Integrating directly: $$\int xydx = y \int x dx = y\left(\frac{x^2}{2}\right) = \frac{1}{2}x^2 y$$
Now let's instead integrate using the integration by parts formula: $$\int u dv = uv - \int v du$$
We have: $$\int xydx = x^2y-\int x d(xy) = x^2y- \int x(xdy+ydx) = x^2 y-\int x^2 dy-\int xy dx = x^2y-x^2y-\frac{1}{2}x^2y = -\frac{1}{2}x^2 y$$
Which is almost the right answer, except that the sign is wrong.
Question.
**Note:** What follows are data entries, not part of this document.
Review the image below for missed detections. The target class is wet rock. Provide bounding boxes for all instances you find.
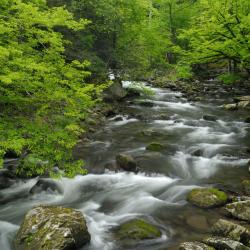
[242,179,250,196]
[14,206,90,250]
[212,219,250,246]
[103,80,127,102]
[237,101,250,109]
[203,115,218,122]
[116,154,137,172]
[186,215,209,231]
[234,96,250,102]
[146,142,164,151]
[179,241,214,250]
[203,237,250,250]
[226,200,250,222]
[191,149,203,157]
[245,116,250,123]
[138,101,154,108]
[224,103,238,111]
[187,188,228,208]
[0,169,15,189]
[114,116,123,122]
[30,179,63,194]
[116,219,161,241]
What's going on here?
On
If $$\int xy~\mathrm{d}x \equiv \int u~\mathrm{d}v$$ Then $$\begin{align*}u = x &\implies \mathrm{d}u = \mathrm{d}x\\ \mathrm{d}v = y~\mathrm{d}x &\implies v = xy\end{align*}$$ Now $$\int u~\mathrm{d}v = uv - \int v~\mathrm{d}u$$ Plug in the values from above $$\int u~\mathrm{d}v = x \cdot xy - \int xy\cdot\mathrm{d}x = x^2y - \frac{1}{2}x^2y = \frac{1}{2}x^2y$$ Alternatively, $$\begin{align*}u = xy &\implies \mathrm{d}u = y~\mathrm{d}x\\ \mathrm{d}v = \mathrm{d}x &\implies v = x\end{align*}$$ $$\int u~\mathrm{d}v = xy \cdot x - \int x\cdot y~\mathrm{d}x = x^2y - \frac{1}{2}x^2y = \frac{1}{2}x^2y$$
On
For $$\int xydx = y \int x dx = y\left(\frac{x^2}{2}\right) = \frac{1}{2}x^2 y$$
You are assuming $y$ is a constant while for
$$\int xydx = x^2y-\int x d(xy) = x^2y- \int x(xdy+ydx) = x^2 y-\int x^2 dy-\int xy dx = x^2y-x^2y-\frac{1}{2}x^2y = -\frac{1}{2}x^2 y$$
You are assuming that $y$ depends on $x$
That is why you are getting differenet results.
$y$ is constant here. So $dy=0$. At least that is the way you treat it in the first integration.